Home Sweet Home

So yes, as I alluded to the other day, I’ve found a new apartment. I had posted a request for any leads on housing in Manhattan about two weeks ago and within 12 hours of the post, I’d gotten a response from Eli about an apartment which is roughly the same size as my old place, but about $500 less per month. Though we did a token exploration of some other apartments, I knew pretty much immediately that we’d be taking the place.

And though my experience probably isn’t typical, I did use the episode as an illustrative example of the potential weblogs have to change one’s life when I was talking to New York magazine. But please note: The linked article contains the worst photo of me ever. I’m not a vain man, but I do actually own a comb, contrary to what that picture would indicate.

So the ignominy of being humiliated in public for my hair made me realize that there other parts of my life to which I should be applying Blog Power Career, personal life, housing, these have all been enriched through my site. But clearly my next goal should be to see if my weblog can improve my hairstyle. (For the record, they took five rolls of photos of me and still chose that image. I bet Gawker bloggers get approval on any image before it makes it into print.)

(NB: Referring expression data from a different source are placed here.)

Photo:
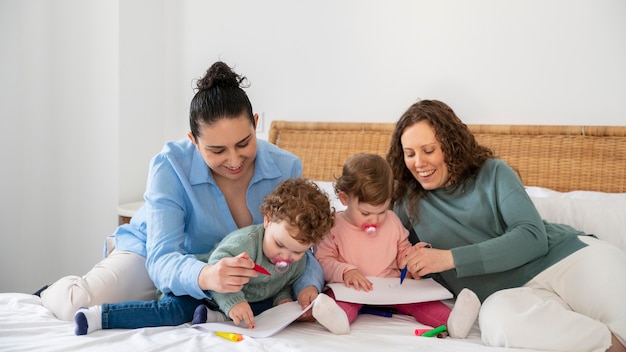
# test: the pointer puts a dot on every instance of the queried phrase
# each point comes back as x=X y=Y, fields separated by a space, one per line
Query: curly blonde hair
x=368 y=177
x=304 y=206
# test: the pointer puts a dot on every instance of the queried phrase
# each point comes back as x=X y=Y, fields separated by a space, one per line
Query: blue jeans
x=168 y=311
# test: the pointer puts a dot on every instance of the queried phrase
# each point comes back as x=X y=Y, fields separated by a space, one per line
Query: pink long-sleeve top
x=348 y=247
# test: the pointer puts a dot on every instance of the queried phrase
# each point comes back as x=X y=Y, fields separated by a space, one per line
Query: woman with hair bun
x=199 y=189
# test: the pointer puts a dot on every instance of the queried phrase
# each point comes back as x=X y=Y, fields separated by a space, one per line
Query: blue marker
x=403 y=274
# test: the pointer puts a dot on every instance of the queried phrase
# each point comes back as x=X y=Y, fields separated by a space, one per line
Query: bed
x=574 y=175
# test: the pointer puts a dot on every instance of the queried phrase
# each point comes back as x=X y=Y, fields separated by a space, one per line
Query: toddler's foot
x=203 y=314
x=463 y=314
x=330 y=315
x=88 y=320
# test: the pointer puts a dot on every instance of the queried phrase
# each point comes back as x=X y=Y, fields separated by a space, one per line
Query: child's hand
x=305 y=297
x=242 y=312
x=359 y=281
x=284 y=300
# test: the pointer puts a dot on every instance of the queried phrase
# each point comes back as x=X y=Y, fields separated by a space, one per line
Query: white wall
x=59 y=137
x=90 y=90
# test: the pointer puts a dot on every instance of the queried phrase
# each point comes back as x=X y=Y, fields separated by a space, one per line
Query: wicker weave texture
x=562 y=158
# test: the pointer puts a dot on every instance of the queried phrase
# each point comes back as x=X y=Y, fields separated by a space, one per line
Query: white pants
x=120 y=277
x=573 y=305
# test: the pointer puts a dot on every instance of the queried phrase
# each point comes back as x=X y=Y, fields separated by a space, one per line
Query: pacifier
x=281 y=265
x=369 y=228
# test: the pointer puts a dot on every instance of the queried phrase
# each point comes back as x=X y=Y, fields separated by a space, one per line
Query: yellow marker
x=234 y=337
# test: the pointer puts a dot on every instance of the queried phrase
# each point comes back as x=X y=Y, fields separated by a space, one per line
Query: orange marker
x=234 y=337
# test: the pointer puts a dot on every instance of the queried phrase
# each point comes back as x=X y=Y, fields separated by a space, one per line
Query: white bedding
x=25 y=325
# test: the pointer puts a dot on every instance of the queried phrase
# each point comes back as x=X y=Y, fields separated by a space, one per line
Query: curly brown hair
x=304 y=206
x=462 y=153
x=368 y=177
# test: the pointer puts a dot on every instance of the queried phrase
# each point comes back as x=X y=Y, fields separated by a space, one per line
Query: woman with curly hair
x=543 y=285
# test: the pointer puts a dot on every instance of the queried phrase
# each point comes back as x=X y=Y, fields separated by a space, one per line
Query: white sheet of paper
x=266 y=324
x=390 y=291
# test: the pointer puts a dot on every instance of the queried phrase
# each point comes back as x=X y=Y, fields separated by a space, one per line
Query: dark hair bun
x=219 y=75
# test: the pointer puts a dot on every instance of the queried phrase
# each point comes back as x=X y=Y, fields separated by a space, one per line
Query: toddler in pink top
x=368 y=239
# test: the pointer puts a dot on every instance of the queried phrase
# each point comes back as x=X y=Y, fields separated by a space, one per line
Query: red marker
x=261 y=269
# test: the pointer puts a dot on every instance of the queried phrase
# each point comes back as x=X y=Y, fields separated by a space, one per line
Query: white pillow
x=328 y=187
x=598 y=213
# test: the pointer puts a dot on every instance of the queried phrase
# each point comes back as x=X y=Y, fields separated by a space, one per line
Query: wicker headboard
x=562 y=158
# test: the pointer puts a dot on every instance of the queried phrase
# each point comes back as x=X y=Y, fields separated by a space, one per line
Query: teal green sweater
x=497 y=238
x=277 y=286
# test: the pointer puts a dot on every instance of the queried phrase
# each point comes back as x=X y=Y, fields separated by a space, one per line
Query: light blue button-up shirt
x=186 y=213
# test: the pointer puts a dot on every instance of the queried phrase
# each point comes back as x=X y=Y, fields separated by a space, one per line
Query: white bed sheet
x=25 y=325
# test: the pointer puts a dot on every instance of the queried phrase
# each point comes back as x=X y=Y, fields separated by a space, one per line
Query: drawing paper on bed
x=390 y=291
x=386 y=291
x=266 y=324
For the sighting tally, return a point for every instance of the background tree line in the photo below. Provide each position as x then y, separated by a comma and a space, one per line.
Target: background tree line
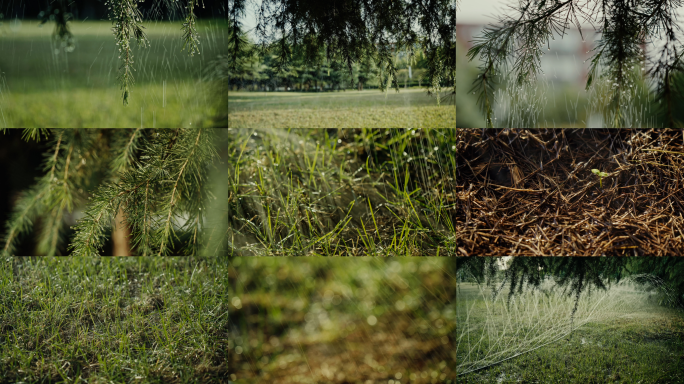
257, 72
578, 274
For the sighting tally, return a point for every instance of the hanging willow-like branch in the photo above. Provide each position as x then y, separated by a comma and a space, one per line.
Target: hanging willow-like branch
515, 45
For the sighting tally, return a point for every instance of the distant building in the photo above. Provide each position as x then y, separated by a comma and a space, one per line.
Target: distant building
564, 62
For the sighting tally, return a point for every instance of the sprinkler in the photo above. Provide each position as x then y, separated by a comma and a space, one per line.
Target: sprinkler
601, 175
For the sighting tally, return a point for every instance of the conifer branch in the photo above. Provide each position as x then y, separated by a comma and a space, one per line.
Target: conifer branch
127, 21
190, 35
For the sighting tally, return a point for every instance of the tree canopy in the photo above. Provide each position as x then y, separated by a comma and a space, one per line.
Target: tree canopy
514, 45
349, 31
127, 21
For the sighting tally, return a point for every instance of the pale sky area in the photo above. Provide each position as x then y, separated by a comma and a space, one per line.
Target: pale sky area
481, 11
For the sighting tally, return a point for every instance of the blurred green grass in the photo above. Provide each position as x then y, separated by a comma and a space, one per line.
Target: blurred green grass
359, 109
41, 85
339, 320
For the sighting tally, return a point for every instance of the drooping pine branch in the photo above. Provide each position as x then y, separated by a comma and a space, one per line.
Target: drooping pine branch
190, 35
127, 21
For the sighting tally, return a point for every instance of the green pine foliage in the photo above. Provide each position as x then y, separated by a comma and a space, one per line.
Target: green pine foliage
127, 24
167, 182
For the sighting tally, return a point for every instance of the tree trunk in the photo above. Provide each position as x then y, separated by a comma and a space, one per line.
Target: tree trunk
120, 235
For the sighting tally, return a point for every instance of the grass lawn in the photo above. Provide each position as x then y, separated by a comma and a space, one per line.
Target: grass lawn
351, 192
364, 109
636, 341
122, 320
335, 320
42, 85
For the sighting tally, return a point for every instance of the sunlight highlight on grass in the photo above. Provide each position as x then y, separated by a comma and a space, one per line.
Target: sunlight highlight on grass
423, 117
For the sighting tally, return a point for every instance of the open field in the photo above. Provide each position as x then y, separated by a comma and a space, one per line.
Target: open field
335, 320
122, 320
618, 336
42, 85
410, 108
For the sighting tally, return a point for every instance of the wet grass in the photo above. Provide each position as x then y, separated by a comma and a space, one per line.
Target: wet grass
361, 109
644, 344
103, 320
319, 320
42, 85
344, 192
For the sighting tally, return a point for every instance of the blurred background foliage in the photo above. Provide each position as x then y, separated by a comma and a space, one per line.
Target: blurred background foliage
257, 73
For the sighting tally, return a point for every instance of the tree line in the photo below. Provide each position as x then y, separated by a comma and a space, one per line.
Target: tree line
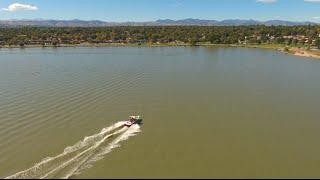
255, 34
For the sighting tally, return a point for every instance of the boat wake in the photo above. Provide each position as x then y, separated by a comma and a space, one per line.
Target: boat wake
74, 159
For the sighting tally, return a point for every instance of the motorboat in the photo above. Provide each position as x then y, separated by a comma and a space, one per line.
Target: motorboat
133, 120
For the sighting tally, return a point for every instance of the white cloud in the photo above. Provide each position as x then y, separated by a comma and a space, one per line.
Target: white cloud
17, 7
313, 1
266, 1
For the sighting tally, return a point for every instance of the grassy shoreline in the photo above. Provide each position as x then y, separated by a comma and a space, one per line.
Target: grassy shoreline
297, 51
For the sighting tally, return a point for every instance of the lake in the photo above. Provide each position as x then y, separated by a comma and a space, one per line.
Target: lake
207, 113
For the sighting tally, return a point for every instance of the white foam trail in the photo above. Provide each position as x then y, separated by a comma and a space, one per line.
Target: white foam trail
132, 131
47, 167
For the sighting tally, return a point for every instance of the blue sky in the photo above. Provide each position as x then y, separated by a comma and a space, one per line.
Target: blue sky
149, 10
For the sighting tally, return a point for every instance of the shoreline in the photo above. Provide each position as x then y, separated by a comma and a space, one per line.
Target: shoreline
296, 51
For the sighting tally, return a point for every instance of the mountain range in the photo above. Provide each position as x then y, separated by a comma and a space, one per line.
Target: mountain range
161, 22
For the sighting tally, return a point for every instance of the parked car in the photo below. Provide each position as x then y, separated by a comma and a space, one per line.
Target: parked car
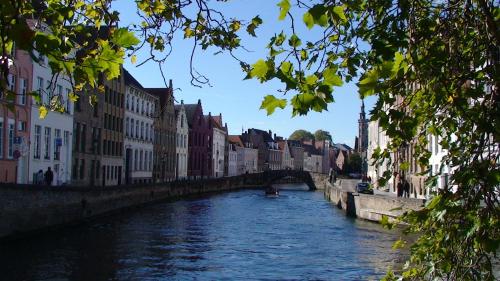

But really, there should be no limit to the kinds of fringe benefits one can score through a weblog. After fixing my appearance, I’m going to see if my blog can help me score a free iPod. Or maybe a Segway, the very holiest weblog talisman. Sure, Howard Dean might get to be leader of the free world through his blog, but some day when I’m cruising past the White House on my Segway, the wind blowing through my neatly-coifed hair, tunes blaring from my iPod, that man’s gonna look out the window of the Oval Office and say, "man, I wish I had that guy’s blog."